“Good point!” I exclaimed. “If I didn’t set the goal, then I wouldn’t ever consider an inability to achieve it a failure. So, let me revise my definition: The inability to accomplish a goal that I have established.”
Dick was drinking room-temperature water. His reason had albania telegram data something to do with cold water impeding digestion. I wondered if that also applied to beer but I hadn’t yet asked him.
“But, what if you never establish any goals?” he continued.
I was pondering the answer to that when our food arrived.
“Chicken panini?”
“That’s me,” I said. “Hey, Dick, why don’t you ask the waitress?”
“Ask me what?” the waitress inquired politely although I noticed her smile was fading fast.
“How do you define failure?” Dick asked.
“Oh, I don’t believe in failure.” The smile was back and then the waitress was gone.
“I don’t think that’s a definition as much as it is a philosophy,” I opined as I took a bite of my pressed sandwich. “After all, just because you don’t believe in something doesn’t mean it doesn’t exist.”

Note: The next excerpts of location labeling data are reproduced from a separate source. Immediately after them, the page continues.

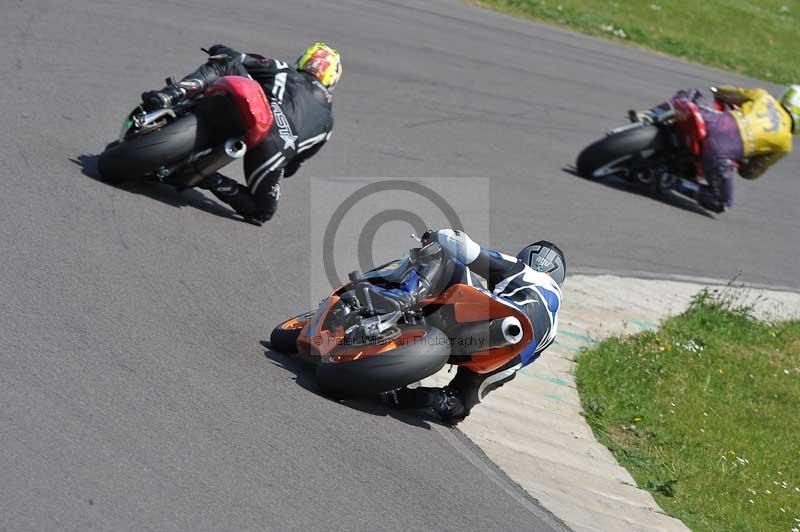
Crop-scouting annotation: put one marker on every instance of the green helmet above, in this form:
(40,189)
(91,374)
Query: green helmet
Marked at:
(791,101)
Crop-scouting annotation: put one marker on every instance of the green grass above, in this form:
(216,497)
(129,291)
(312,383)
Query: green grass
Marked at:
(705,414)
(756,38)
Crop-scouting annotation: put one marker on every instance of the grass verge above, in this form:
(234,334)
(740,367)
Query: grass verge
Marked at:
(757,39)
(704,414)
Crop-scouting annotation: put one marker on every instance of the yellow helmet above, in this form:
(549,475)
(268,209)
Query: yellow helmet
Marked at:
(322,62)
(791,101)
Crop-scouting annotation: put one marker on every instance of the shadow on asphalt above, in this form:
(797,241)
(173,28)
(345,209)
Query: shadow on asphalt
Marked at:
(304,377)
(672,198)
(163,193)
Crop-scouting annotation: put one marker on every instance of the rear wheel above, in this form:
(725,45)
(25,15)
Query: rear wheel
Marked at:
(414,354)
(284,337)
(613,154)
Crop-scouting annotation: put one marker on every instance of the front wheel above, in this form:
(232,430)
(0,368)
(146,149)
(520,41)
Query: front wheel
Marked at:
(141,156)
(415,353)
(613,154)
(284,337)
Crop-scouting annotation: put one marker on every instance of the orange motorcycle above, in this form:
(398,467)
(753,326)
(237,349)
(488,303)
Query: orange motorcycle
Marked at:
(363,343)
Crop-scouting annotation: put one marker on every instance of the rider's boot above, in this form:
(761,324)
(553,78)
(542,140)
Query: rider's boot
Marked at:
(239,197)
(444,401)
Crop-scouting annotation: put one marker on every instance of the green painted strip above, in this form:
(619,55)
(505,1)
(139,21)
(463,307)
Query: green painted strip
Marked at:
(555,397)
(646,325)
(581,337)
(570,347)
(550,378)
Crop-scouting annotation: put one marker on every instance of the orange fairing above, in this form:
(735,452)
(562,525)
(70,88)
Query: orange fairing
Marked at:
(314,340)
(471,304)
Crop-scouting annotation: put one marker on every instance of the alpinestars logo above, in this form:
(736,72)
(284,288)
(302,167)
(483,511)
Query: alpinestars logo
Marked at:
(284,129)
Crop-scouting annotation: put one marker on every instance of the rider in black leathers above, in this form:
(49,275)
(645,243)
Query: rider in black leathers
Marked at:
(300,97)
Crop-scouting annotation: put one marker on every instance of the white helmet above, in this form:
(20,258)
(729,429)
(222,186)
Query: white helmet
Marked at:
(791,101)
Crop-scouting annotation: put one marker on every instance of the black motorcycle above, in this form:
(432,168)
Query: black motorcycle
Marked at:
(184,143)
(661,153)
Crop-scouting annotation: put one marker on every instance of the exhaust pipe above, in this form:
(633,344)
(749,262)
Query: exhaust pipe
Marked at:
(480,336)
(202,164)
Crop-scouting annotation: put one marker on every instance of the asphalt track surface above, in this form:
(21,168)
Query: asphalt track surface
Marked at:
(134,391)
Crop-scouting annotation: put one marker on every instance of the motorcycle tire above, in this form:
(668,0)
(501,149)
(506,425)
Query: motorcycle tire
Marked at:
(608,155)
(284,337)
(141,156)
(370,375)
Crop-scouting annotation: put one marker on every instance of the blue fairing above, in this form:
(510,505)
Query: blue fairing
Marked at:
(551,298)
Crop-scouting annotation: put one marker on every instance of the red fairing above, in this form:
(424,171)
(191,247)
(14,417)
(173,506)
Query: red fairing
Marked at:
(252,105)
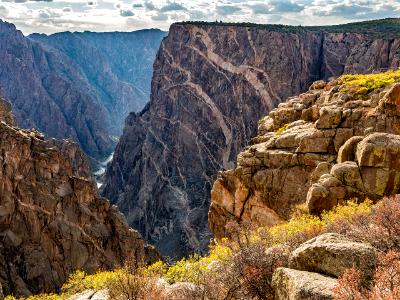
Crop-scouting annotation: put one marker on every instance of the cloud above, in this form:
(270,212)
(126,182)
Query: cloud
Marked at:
(173,6)
(273,7)
(149,6)
(126,13)
(160,17)
(225,10)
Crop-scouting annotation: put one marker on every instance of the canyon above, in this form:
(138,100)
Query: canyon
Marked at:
(77,85)
(52,222)
(212,83)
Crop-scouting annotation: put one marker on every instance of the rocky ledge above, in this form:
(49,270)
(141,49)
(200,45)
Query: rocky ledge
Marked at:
(52,221)
(322,147)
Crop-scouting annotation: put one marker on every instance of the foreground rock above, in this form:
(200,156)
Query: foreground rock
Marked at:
(332,254)
(52,221)
(322,147)
(289,284)
(91,295)
(212,83)
(375,172)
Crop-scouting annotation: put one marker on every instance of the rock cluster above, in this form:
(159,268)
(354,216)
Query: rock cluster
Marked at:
(322,147)
(52,221)
(316,264)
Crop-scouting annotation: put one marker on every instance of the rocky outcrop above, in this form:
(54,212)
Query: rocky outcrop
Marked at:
(316,264)
(66,86)
(367,167)
(323,147)
(52,221)
(292,284)
(331,254)
(211,85)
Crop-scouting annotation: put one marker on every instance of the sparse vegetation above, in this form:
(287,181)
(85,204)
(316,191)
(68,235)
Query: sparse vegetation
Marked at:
(384,28)
(241,266)
(360,85)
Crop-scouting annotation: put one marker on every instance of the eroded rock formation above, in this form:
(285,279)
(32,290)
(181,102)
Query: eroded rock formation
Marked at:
(211,85)
(323,146)
(78,86)
(52,221)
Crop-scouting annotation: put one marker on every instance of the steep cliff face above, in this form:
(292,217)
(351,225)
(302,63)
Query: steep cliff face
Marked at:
(117,65)
(211,85)
(52,221)
(320,148)
(68,86)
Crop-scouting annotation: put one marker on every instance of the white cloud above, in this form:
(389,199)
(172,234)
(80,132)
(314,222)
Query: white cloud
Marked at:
(125,15)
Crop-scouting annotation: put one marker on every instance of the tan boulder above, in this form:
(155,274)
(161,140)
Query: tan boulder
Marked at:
(379,150)
(348,149)
(329,117)
(332,254)
(289,284)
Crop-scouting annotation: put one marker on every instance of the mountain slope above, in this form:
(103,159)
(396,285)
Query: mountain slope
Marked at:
(73,91)
(117,65)
(211,85)
(52,221)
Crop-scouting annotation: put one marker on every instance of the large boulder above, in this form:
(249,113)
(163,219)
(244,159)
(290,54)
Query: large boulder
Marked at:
(289,284)
(332,254)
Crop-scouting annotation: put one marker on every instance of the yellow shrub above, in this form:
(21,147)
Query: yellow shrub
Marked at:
(80,281)
(194,268)
(362,84)
(346,211)
(302,222)
(296,225)
(40,297)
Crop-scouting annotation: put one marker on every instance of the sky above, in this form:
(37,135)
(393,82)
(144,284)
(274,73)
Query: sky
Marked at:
(49,16)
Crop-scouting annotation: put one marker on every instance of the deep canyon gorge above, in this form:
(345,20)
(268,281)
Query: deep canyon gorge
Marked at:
(211,85)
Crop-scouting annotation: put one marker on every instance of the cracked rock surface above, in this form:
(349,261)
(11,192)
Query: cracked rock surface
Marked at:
(52,222)
(321,147)
(211,85)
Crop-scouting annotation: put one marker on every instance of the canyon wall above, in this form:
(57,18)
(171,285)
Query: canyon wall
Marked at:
(211,85)
(52,222)
(67,86)
(117,65)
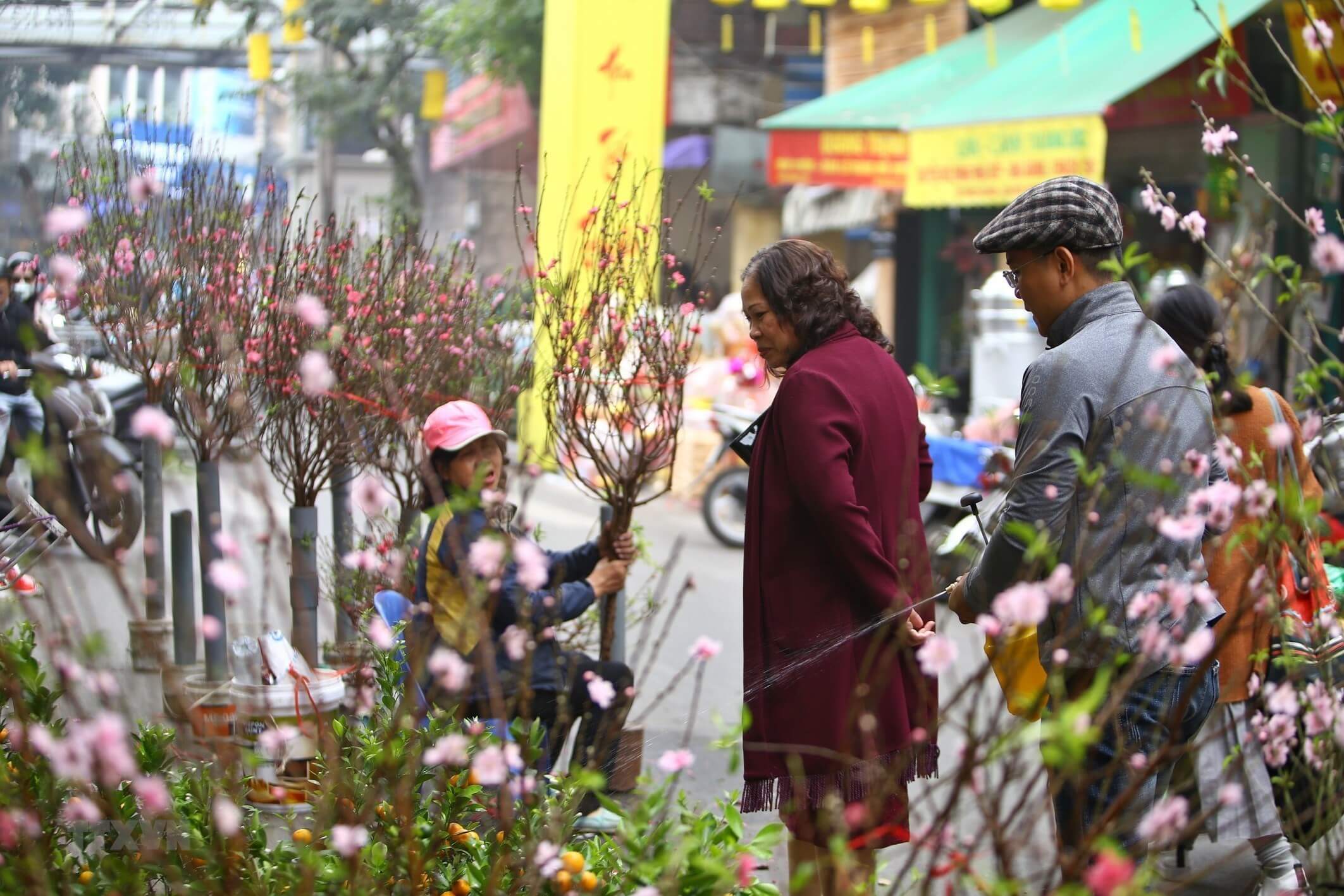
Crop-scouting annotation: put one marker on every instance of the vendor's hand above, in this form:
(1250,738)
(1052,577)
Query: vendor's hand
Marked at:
(958,601)
(917,630)
(608,577)
(622,547)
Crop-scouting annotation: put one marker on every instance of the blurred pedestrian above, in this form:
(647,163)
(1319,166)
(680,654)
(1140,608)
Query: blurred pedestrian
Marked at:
(835,546)
(1226,754)
(1102,393)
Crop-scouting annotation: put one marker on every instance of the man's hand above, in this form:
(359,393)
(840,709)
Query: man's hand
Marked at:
(917,630)
(958,601)
(622,547)
(608,577)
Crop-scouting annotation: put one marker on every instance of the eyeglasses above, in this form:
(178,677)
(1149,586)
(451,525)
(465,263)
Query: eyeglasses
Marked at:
(1014,274)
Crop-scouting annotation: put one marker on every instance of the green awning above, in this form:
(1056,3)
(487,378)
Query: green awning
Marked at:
(1089,62)
(896,99)
(1049,65)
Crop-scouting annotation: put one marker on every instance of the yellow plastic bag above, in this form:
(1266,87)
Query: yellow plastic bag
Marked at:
(1016,663)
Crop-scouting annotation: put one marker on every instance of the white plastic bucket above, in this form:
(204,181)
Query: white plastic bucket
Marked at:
(288,703)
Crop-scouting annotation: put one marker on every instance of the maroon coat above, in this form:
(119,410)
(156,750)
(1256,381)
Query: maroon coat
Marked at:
(834,539)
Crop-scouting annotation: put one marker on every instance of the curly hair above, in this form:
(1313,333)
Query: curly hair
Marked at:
(808,289)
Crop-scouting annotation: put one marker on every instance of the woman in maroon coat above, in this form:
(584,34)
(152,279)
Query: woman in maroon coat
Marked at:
(835,546)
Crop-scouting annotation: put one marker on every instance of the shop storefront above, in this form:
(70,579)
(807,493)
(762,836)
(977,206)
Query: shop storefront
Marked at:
(1097,90)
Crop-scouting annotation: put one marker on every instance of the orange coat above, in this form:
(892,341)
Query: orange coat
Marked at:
(1231,565)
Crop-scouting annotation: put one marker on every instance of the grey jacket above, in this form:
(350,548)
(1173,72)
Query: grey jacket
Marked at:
(1095,394)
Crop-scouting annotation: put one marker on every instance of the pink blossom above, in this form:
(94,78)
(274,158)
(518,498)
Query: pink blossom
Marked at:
(1166,821)
(228,575)
(1152,200)
(452,672)
(316,374)
(348,840)
(1315,219)
(63,221)
(515,642)
(1025,603)
(486,556)
(1328,254)
(228,816)
(1181,528)
(1197,646)
(534,568)
(149,422)
(601,692)
(1164,358)
(490,766)
(1260,499)
(309,309)
(937,656)
(1108,873)
(706,648)
(676,761)
(1194,223)
(210,628)
(547,859)
(273,742)
(448,751)
(370,494)
(1317,35)
(228,546)
(379,634)
(143,186)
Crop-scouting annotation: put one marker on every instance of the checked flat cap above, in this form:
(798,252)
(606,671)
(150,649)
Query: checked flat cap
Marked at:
(1063,211)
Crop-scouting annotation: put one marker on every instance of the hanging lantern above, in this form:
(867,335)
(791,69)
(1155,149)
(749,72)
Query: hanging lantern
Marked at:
(433,90)
(259,57)
(293,30)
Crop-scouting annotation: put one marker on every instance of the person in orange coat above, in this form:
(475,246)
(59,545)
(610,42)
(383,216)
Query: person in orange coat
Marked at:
(1226,755)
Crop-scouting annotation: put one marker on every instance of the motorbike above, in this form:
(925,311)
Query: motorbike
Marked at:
(725,501)
(89,479)
(125,391)
(958,541)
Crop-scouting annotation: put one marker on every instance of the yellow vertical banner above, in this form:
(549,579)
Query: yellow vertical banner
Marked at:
(605,69)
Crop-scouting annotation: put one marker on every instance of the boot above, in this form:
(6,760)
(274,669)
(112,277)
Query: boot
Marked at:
(1292,884)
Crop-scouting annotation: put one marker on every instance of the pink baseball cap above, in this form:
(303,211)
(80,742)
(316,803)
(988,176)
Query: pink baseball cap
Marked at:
(456,425)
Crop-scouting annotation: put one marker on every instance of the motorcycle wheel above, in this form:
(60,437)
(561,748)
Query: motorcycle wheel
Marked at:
(725,506)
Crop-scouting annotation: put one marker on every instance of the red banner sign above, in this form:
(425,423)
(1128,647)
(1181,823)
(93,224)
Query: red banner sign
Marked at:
(839,157)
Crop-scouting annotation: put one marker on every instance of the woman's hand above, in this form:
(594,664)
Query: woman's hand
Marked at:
(608,577)
(622,547)
(917,630)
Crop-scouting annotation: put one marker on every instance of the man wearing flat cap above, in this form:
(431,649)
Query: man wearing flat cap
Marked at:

Dick had dismantled his sandwich and was eating the pastrami with a knife and fork.
“Why did you get a sandwich if you weren’t going to eat the bread?” I asked.
“Because they won’t let you order just a stack of pastrami,” Dick replied as he stabbed a square of his spiced meat. “Now back to the question of failure.”
“I don’t know. It seems there is a difference between ‘failure’ and ‘being a failure’.”
“How so?”
Would that mean that your failure was impossible?